01/04/2018 5:00 am EST


John Reese

Founder and CEO, And Validea Capital Management

Whether or not you believe the new tax legislation is going to put more money in your pocket, economic indicators are pointing to continued growth in 2018, explains John Reese, editor of Validea.

Most asset classes performed well in 2017, with many delivering double-digit returns, and the retail sector was no exception. Within this sector, the home improvement industry may be poised for a good year ahead, and investors might want to take a look at some opportunities there.

In November, U.S. retail sales growth of 0.8 outpaced expectations (the consensus was for 0.3 percent growth).
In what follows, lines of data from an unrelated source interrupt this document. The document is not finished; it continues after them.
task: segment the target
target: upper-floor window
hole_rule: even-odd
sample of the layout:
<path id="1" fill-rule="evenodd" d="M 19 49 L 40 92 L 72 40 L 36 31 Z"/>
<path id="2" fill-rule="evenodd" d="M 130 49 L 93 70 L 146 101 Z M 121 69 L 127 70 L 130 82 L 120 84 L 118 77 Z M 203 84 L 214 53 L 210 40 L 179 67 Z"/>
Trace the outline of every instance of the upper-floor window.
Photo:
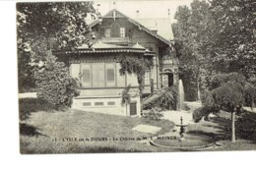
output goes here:
<path id="1" fill-rule="evenodd" d="M 145 73 L 144 84 L 145 85 L 150 85 L 150 71 L 146 71 L 146 73 Z"/>
<path id="2" fill-rule="evenodd" d="M 120 25 L 113 23 L 111 26 L 111 37 L 120 37 Z"/>
<path id="3" fill-rule="evenodd" d="M 113 23 L 110 28 L 104 28 L 104 37 L 125 37 L 125 28 L 120 28 L 120 25 Z"/>
<path id="4" fill-rule="evenodd" d="M 125 28 L 120 28 L 120 36 L 125 37 Z"/>
<path id="5" fill-rule="evenodd" d="M 110 28 L 105 28 L 104 37 L 110 37 Z"/>

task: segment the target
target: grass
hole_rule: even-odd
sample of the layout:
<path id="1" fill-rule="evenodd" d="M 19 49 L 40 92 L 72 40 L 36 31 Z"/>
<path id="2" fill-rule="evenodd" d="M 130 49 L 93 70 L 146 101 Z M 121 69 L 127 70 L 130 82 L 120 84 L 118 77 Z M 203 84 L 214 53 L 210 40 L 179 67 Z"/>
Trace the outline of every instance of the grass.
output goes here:
<path id="1" fill-rule="evenodd" d="M 162 152 L 175 149 L 147 145 L 137 138 L 155 137 L 168 133 L 173 123 L 167 120 L 153 121 L 147 118 L 131 118 L 79 110 L 56 111 L 40 99 L 20 101 L 21 153 L 88 153 L 88 152 Z M 222 112 L 221 118 L 230 114 Z M 156 134 L 132 131 L 140 125 L 160 127 Z M 252 150 L 256 143 L 237 140 L 232 143 L 220 122 L 201 121 L 187 126 L 188 133 L 210 136 L 223 145 L 204 150 Z M 92 138 L 97 139 L 92 140 Z M 115 138 L 117 141 L 114 141 Z M 127 138 L 128 141 L 121 141 Z M 77 140 L 75 140 L 77 139 Z M 135 140 L 132 140 L 135 139 Z M 107 140 L 107 141 L 104 141 Z M 176 151 L 176 150 L 175 150 Z"/>
<path id="2" fill-rule="evenodd" d="M 33 112 L 20 124 L 21 153 L 164 151 L 164 148 L 146 145 L 137 140 L 120 140 L 157 136 L 131 130 L 140 124 L 162 128 L 158 135 L 173 127 L 173 123 L 166 120 L 152 121 L 79 110 Z M 91 141 L 92 138 L 97 141 Z M 102 141 L 105 139 L 107 141 Z"/>
<path id="3" fill-rule="evenodd" d="M 235 143 L 230 141 L 230 133 L 221 127 L 223 120 L 229 119 L 230 114 L 221 111 L 219 119 L 216 121 L 200 121 L 197 124 L 188 125 L 188 133 L 210 136 L 222 144 L 221 147 L 209 148 L 205 150 L 256 150 L 256 143 L 252 141 L 237 139 Z M 236 137 L 237 138 L 237 137 Z"/>

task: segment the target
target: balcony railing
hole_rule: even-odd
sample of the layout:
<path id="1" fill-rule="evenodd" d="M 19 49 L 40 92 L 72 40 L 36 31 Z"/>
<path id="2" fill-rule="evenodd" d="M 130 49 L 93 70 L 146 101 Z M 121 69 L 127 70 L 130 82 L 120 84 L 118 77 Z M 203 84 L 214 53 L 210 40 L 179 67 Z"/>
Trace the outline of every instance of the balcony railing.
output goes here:
<path id="1" fill-rule="evenodd" d="M 101 42 L 106 43 L 128 43 L 129 37 L 102 37 Z"/>
<path id="2" fill-rule="evenodd" d="M 172 59 L 163 59 L 161 61 L 161 64 L 173 64 L 173 61 L 172 61 Z"/>

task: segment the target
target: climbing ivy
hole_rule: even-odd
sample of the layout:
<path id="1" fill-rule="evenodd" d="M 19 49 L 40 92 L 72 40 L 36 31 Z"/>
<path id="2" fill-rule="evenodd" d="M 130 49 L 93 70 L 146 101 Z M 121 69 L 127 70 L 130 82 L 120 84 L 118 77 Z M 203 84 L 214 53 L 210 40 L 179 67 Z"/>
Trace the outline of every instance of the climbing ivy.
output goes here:
<path id="1" fill-rule="evenodd" d="M 154 63 L 153 58 L 128 58 L 123 57 L 120 61 L 121 68 L 119 73 L 121 76 L 124 76 L 126 73 L 131 75 L 135 74 L 137 76 L 140 94 L 144 88 L 144 76 L 146 70 L 151 70 Z"/>

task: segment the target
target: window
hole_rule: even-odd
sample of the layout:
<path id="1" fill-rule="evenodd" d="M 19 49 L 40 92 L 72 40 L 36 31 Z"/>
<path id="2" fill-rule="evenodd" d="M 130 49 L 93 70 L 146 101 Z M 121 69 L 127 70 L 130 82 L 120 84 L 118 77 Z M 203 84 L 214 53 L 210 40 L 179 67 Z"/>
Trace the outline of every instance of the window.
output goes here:
<path id="1" fill-rule="evenodd" d="M 110 28 L 106 28 L 104 30 L 104 37 L 110 37 Z"/>
<path id="2" fill-rule="evenodd" d="M 104 86 L 104 63 L 93 63 L 93 86 Z"/>
<path id="3" fill-rule="evenodd" d="M 125 28 L 120 28 L 120 36 L 125 37 Z"/>
<path id="4" fill-rule="evenodd" d="M 106 81 L 114 82 L 114 69 L 106 69 Z"/>
<path id="5" fill-rule="evenodd" d="M 95 102 L 95 106 L 102 106 L 102 105 L 104 105 L 103 102 Z"/>
<path id="6" fill-rule="evenodd" d="M 83 102 L 83 106 L 91 106 L 91 102 Z"/>
<path id="7" fill-rule="evenodd" d="M 106 63 L 105 73 L 106 73 L 106 86 L 115 86 L 115 64 Z"/>
<path id="8" fill-rule="evenodd" d="M 108 106 L 113 106 L 113 105 L 115 105 L 115 102 L 114 102 L 114 101 L 108 101 L 108 102 L 107 102 L 107 105 L 108 105 Z"/>
<path id="9" fill-rule="evenodd" d="M 91 65 L 83 64 L 82 65 L 82 86 L 92 86 L 91 84 Z"/>
<path id="10" fill-rule="evenodd" d="M 146 71 L 146 73 L 145 73 L 144 84 L 150 85 L 150 72 L 149 71 Z"/>
<path id="11" fill-rule="evenodd" d="M 130 115 L 131 116 L 137 115 L 137 102 L 130 103 Z"/>
<path id="12" fill-rule="evenodd" d="M 111 26 L 111 37 L 120 37 L 120 26 L 117 23 L 113 23 Z"/>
Home improvement is anticipating an uptick in growth over the coming year, according to the North American Retail Hardware Association's 2017 Market Measure report: "After all, this year has seen strong performance in the housing sector, lower unemployment, an energized stock market, a relaxation of lending restrictions and a consumer base with no shortage of home improvement ideas."

The report also notes that expected growth is fueled by an "uptick from building in areas heavily impacted by hurricanes."

Further, November data reflects a surge in new home sales to a 10-year high, which, even if not a direct boost to DIY supply sales, should bolster home maintenance product demand.

Using stock screening models I created based on the strategies of successful investors such as Warren Buffett, Peter Lynch, James O'Shaughnessy and others, I have identified the following high-scoring home improvement-related stock that looks good as we head into 2018:

Toro Company (TTC) is engaged in the designing, manufacturing, and marketing of professional turf maintenance equipment and services as well as snow and ice management products.

The company earns a perfect score from our Warren Buffett-based investment strategy due to its earnings predictability and ability to pay off debt ($305.6 million) with earnings ($267.5 million) in less than two years, a requirement under this model.

Average return-on-total-capital (which includes both equity and debt) over the past three years is 25.8%, more than double the required level of 12%.